Spice Money Limited
- Type: Public
- Industry: Fintech
- Founded: 2000
- Founder: Dilip Modi
- Headquarters: Noida, India
- Parent: DiGiSPICE Technologies
- Website: spicemoney.com

= Spice Money =

Indian rural fintech company

Spice Money (SML) is an Indian rural financial services company headquartered in Noida. It was founded in 2000 by Dilip Modi, who serves as the chairman and group CEO of DiGiSPICE Technologies. SML is a subsidiary of DiGiSPICE Technologies. It provides financial services, such as money transfer, cash deposit, account opening, bill payments, mini ATMs and more services. It engages with local individuals (Adhikari's) to assist its customers with banking requirements. In 2024, the company reported having 1.4 million Adhikari's on its platform.

== History ==
Spice Money began its operations as a digital wallet under the name Spice Digital Limited. Later, the company expanded into ticketing, bill payment, banking, and micro ATM services. It operates as a wholly owned subsidiary of Digispice Technologies. In 2015, Spice Money received license to operate as a PPI from RBI and in 2017, the company launched its micro ATM and bill pay services. This was followed by the mPOS service launch in 2018, which earned Spice Money the NPCI National Payments Excellence Award. In January 2018, Spice Money received its final license from the Reserve Bank of India to operate as a Bharat Bill Payment Operating Unit (BBPOU) within the Bharat Bill Payment System (BBPS).

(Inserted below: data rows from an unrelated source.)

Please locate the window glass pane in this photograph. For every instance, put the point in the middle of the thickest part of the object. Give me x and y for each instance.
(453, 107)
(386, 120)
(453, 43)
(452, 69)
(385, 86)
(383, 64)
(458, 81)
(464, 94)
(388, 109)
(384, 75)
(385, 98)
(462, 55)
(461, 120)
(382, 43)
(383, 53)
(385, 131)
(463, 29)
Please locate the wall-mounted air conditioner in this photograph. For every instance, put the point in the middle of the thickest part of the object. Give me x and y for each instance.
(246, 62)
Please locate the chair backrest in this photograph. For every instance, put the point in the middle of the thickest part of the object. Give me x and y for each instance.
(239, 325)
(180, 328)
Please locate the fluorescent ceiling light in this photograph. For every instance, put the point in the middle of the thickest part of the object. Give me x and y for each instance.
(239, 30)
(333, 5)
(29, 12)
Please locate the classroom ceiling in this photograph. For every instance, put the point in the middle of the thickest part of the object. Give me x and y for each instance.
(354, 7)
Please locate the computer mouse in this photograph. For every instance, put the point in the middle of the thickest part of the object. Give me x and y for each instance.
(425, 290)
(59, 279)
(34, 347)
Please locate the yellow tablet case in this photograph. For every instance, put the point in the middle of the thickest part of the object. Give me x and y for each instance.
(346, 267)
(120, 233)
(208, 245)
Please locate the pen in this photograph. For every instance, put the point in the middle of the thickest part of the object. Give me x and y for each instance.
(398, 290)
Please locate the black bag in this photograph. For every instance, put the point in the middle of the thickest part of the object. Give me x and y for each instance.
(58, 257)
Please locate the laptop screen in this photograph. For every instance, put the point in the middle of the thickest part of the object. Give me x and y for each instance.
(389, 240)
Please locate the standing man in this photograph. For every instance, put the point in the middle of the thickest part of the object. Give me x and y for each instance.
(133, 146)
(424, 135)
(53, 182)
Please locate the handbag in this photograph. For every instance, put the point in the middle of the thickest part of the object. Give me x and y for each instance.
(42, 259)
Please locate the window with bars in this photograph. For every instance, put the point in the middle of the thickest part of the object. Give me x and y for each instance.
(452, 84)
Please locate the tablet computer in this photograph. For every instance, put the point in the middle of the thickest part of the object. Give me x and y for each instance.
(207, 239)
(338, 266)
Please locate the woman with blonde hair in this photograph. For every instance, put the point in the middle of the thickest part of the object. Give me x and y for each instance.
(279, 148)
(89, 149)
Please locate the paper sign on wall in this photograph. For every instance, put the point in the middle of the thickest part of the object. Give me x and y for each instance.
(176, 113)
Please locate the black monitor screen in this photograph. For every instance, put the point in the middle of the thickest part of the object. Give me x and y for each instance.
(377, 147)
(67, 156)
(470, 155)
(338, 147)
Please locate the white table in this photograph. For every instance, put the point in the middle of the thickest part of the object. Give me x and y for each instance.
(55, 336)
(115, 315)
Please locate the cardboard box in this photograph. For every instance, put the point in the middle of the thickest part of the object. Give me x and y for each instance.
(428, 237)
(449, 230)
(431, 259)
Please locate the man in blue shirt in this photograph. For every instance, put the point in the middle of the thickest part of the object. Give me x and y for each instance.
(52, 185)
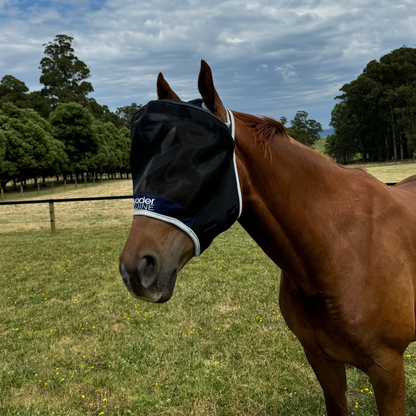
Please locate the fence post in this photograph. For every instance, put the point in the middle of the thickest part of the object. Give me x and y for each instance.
(52, 214)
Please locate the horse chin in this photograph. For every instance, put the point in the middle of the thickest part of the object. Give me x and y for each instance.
(154, 296)
(168, 292)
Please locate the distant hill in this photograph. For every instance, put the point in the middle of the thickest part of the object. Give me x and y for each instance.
(327, 132)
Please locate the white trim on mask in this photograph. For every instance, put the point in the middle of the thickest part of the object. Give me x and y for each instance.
(175, 222)
(231, 125)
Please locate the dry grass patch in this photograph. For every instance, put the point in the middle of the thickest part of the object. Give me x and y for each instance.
(392, 173)
(72, 215)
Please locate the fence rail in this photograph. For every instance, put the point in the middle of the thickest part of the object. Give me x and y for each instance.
(51, 203)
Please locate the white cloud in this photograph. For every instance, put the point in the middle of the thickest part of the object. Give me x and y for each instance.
(286, 71)
(319, 43)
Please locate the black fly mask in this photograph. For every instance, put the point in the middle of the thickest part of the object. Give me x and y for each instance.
(184, 170)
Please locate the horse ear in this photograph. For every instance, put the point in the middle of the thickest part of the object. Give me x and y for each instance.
(164, 91)
(209, 93)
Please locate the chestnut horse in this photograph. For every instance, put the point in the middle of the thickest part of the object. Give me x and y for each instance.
(345, 242)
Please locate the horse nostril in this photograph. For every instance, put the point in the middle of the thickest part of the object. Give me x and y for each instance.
(147, 270)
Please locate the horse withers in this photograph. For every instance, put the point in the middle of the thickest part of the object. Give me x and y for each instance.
(346, 243)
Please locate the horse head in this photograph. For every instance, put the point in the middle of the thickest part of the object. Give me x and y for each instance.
(157, 249)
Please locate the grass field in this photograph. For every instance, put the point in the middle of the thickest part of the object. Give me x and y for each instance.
(75, 343)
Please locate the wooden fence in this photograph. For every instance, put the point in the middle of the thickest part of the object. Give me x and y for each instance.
(51, 203)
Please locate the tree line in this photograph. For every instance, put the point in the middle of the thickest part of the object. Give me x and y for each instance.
(376, 116)
(59, 130)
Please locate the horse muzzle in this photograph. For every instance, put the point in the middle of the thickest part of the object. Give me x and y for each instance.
(144, 279)
(154, 253)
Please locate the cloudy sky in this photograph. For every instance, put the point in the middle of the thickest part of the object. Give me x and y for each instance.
(268, 57)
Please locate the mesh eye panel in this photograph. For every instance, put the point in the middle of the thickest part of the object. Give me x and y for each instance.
(181, 161)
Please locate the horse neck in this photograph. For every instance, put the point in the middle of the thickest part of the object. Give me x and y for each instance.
(287, 190)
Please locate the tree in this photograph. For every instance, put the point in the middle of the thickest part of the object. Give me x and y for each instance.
(311, 127)
(126, 113)
(103, 113)
(13, 91)
(378, 110)
(300, 136)
(124, 144)
(63, 74)
(73, 125)
(30, 148)
(2, 151)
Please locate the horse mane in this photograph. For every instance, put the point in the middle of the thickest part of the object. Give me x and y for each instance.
(265, 129)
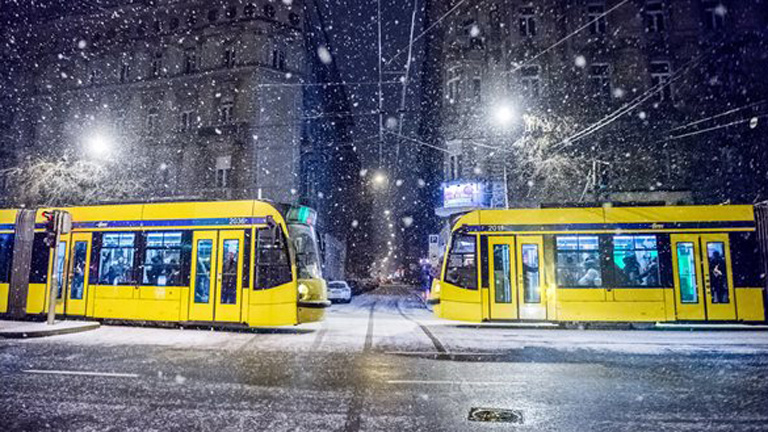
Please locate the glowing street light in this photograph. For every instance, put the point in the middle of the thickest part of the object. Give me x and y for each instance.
(379, 179)
(504, 115)
(98, 145)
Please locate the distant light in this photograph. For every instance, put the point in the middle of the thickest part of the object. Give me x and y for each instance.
(98, 145)
(379, 178)
(504, 115)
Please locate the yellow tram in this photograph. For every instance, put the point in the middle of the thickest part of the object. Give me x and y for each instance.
(625, 264)
(240, 262)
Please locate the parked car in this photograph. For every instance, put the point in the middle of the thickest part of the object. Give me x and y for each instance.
(339, 291)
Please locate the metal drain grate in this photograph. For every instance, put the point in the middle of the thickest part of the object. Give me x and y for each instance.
(496, 415)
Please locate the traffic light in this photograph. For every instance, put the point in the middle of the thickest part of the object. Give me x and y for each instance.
(50, 229)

In 2020, the company launched a proposition to assist nanopreneurs with onboarding. This initiative helped entrepreneurs in rural and semi-urban areas by launching products like, AEPS, IRCTC ticketing, Cash Management services (CMS), Lending etc. In August 2021, the company announced the establishment of an ATM network with 1 lakh micro-ATMs operating across rural India.

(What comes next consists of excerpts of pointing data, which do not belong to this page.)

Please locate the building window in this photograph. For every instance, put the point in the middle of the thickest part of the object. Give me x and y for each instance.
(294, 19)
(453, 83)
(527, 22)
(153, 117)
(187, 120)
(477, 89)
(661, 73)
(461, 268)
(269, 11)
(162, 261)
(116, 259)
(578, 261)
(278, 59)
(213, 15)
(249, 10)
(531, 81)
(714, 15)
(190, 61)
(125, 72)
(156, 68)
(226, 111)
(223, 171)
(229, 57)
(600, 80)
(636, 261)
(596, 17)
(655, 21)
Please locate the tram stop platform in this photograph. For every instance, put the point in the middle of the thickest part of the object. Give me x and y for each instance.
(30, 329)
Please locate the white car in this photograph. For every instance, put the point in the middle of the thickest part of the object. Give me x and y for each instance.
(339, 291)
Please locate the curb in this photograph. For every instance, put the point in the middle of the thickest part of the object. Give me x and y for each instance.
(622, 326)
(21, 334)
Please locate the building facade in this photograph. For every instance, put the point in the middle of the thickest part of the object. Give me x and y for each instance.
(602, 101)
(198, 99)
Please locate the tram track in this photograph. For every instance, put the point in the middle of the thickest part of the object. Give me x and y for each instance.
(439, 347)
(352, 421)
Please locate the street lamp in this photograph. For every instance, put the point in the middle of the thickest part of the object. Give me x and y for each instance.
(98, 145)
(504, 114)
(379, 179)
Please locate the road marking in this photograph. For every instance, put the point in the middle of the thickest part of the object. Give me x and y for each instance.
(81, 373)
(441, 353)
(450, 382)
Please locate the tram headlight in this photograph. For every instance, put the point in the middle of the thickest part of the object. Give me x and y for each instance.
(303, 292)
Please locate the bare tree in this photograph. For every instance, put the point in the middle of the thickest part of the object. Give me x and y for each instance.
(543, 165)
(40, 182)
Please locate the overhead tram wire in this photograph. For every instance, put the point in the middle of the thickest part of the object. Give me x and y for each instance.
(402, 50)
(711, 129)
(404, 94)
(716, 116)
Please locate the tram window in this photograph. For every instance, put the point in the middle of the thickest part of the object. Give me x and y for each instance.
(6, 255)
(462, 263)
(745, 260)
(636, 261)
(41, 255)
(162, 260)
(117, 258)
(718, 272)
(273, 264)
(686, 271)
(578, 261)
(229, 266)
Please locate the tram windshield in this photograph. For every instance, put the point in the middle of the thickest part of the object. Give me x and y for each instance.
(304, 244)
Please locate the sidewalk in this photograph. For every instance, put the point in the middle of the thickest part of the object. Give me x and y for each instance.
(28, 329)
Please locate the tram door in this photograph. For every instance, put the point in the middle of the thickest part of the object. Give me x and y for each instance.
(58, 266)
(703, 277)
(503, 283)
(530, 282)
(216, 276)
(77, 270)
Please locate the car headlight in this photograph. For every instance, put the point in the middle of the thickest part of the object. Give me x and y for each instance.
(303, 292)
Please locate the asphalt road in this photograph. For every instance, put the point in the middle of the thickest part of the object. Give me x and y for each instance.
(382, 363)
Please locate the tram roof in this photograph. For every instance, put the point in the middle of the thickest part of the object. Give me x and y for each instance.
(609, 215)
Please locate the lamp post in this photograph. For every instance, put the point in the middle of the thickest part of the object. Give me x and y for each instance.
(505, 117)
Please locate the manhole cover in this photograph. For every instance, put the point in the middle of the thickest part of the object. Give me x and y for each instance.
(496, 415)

In September 2023, a strategic partnership was formed with Grameen Foundation for Social Impact (GFSI) India, a non-profit organization supporting underserved communities. Spice Money also partnered with NSDL Payments Bank and Axis Bank, enabling the opening of zero-balance savings or current accounts for rural citizens through its Adhikari platform.

== Controversy   ==
In December 2021, the Reserve Bank of India (RBI) imposed a monetary penalty on Spice Money, for non-compliance with norms, as stated in a central bank announcement. Spice Money incurred fines of ₹1 crore.